Neste sentido, considerando os rituais como momentos de expressão, vivência e obtenção de informação espiritual, os participantes advertem que a pesquisa sobre como os rituais podem expressar a espiritualidade de uma comunidade ajudará à formação de uma visão e vivência comum. Em Tamera, um AD explica como esta pesquisa é levada a sério:

“And then for sure there’s a research for the community how rituals look like and can express a spirituality of an entire community which is a very delicate research.” (E3)

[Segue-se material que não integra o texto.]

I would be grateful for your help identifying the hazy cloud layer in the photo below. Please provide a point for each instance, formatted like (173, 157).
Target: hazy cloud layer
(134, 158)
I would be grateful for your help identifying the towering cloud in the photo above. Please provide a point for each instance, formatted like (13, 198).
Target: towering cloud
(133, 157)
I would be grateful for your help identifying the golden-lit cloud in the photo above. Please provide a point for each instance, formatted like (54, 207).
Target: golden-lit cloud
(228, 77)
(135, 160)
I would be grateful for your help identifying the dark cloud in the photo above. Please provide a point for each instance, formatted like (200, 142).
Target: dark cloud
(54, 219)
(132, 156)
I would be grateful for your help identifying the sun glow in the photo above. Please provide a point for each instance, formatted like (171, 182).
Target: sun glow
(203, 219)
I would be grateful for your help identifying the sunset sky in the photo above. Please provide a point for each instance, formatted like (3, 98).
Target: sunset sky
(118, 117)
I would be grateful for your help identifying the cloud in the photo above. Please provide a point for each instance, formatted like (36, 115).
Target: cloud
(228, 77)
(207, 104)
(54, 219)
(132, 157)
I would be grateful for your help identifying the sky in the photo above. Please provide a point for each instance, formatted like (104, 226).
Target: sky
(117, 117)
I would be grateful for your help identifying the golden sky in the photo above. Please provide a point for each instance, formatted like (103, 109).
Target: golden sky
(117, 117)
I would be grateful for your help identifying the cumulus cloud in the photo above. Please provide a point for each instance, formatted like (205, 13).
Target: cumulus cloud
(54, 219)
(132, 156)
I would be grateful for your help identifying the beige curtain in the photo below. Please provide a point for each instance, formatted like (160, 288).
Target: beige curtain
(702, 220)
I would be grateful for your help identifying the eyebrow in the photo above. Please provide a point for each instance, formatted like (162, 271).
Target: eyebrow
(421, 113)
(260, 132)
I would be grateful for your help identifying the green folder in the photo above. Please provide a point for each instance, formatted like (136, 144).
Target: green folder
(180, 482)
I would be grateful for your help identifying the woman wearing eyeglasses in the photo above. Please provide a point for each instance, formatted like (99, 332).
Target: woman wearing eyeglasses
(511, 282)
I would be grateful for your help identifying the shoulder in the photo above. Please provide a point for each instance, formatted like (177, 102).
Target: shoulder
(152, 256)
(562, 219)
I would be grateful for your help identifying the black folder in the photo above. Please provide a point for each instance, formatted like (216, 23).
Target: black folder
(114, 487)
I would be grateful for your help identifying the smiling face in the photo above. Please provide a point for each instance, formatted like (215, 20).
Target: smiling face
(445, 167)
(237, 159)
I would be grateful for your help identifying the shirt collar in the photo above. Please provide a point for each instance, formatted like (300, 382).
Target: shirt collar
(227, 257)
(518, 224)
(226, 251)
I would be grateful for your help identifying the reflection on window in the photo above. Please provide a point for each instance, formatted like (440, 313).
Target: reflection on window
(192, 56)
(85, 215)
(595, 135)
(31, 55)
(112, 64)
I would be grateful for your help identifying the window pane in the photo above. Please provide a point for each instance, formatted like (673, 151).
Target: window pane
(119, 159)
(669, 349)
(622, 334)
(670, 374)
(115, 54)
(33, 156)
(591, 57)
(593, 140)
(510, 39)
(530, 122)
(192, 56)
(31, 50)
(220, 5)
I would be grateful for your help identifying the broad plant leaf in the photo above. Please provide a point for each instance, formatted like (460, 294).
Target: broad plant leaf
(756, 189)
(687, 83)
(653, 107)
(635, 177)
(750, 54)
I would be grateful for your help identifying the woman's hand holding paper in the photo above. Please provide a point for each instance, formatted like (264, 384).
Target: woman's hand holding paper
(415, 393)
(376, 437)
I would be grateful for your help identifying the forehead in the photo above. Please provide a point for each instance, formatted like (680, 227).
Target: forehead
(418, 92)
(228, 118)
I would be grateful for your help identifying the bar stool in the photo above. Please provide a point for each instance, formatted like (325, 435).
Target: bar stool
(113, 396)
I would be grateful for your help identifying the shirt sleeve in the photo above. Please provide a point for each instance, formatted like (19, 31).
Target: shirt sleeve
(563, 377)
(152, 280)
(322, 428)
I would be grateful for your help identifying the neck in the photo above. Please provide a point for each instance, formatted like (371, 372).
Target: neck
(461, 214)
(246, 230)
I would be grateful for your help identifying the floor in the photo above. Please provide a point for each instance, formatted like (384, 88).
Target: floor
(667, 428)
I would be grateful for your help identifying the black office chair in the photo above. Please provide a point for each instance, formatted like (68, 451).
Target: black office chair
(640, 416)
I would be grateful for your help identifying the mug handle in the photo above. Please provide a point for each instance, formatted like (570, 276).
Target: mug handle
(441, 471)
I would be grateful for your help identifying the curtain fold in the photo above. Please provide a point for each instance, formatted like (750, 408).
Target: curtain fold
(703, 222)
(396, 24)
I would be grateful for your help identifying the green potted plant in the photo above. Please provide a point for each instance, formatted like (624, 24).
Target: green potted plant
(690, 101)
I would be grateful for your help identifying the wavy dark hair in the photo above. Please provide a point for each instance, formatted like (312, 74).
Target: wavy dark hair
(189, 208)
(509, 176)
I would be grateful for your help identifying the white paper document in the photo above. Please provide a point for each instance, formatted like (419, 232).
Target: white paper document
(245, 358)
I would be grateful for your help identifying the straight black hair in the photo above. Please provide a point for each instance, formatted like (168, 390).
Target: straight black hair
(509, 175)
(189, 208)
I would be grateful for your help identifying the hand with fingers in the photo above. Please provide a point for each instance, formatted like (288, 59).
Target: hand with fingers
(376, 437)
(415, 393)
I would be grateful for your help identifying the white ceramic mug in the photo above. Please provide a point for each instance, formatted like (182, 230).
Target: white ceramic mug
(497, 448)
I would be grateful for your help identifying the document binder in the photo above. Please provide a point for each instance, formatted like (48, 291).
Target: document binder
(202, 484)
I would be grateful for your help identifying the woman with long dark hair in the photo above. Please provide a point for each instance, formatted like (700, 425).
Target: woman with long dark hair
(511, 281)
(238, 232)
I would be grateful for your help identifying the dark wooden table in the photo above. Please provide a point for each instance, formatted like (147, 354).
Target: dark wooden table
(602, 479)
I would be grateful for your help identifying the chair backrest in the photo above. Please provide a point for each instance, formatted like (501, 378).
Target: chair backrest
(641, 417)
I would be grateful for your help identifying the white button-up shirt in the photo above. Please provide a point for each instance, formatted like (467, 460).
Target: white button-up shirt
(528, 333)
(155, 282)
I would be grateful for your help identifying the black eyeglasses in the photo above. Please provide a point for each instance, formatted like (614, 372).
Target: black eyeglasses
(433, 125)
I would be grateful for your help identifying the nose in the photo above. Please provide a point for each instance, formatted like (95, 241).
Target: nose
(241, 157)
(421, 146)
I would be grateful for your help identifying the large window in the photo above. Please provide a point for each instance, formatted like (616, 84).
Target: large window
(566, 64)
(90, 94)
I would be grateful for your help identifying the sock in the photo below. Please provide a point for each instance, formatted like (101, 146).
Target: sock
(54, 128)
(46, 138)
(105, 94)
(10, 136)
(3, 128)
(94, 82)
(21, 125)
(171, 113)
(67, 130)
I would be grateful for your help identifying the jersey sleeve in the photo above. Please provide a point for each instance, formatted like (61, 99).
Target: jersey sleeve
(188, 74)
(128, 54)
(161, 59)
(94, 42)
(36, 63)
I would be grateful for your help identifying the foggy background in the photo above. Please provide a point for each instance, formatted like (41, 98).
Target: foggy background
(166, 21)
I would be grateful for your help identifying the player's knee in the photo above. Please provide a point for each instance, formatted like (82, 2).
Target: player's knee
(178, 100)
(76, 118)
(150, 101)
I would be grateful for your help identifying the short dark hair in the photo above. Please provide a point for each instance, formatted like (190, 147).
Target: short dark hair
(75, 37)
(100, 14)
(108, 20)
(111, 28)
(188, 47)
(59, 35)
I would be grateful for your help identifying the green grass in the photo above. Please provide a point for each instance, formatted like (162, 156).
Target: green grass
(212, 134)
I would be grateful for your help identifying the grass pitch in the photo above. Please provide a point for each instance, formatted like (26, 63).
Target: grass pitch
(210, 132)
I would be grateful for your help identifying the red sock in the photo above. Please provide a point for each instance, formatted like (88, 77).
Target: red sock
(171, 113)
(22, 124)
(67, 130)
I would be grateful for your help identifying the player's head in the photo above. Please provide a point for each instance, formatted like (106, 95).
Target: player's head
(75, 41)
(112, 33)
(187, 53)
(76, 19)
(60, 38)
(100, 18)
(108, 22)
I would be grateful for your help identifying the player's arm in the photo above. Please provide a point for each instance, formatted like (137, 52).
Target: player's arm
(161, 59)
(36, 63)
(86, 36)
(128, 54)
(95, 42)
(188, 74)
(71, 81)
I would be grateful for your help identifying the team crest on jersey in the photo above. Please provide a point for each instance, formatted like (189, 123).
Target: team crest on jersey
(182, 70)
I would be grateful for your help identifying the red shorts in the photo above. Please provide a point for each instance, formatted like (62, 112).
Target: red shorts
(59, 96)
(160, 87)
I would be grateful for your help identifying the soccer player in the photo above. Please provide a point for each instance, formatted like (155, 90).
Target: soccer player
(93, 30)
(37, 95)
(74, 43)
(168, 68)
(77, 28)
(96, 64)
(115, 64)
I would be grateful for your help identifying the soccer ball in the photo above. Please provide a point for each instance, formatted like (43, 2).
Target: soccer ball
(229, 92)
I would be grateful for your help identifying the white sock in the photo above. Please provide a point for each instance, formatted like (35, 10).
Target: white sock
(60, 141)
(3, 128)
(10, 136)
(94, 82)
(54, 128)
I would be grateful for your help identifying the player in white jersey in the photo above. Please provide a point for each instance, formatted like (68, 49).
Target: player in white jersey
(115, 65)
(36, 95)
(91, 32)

Compartilhar preferencialmente uma base espiritual comum entre os membros da organização é uma estratégia clara nas ONG de caráter religioso e também nas OBC uma vez que a integração na comunidade passa por uma identificação com os valores e princípios da mesma. É importante, comentam alguns participantes, conhecer a sua religião e/ou espiritualidade e criar uma visão flexível da natureza humana, selecionando quem está interessado em partilhar objetivos e uma visão espiritual comuns, sem ser necessariamente igual, à organização.

Em suma, a criação de uma visão para incorporar a espiritualidade na organização, segundo os participantes, requer: 1. criar uma visão holística sobre aquilo que se quer realizar e a natureza do objeto em estudo, modelar a espiritualidade a partir do exemplo dos líderes, prever necessidades relacionadas com a espiritualidade no planeamento dos PD; 2. ter momentos que unem a comunidade sobre o mesmo teto espiritual e mental; 3. disponibilizar informação e conhecimento espiritual de várias formas, 4. pesquisar sobre rituais que expressem a espiritualidade de uma comunidade. 5. conhecer a sua religião e espiritualidade e criar uma visão flexível da natureza humana, e compartilhar de preferência uma base espiritual comum entre os membros da organização. Estes aspetos não são sequenciais, nem obrigatórios para a criação de uma visão, isso dependerá das características e escolhas da organização.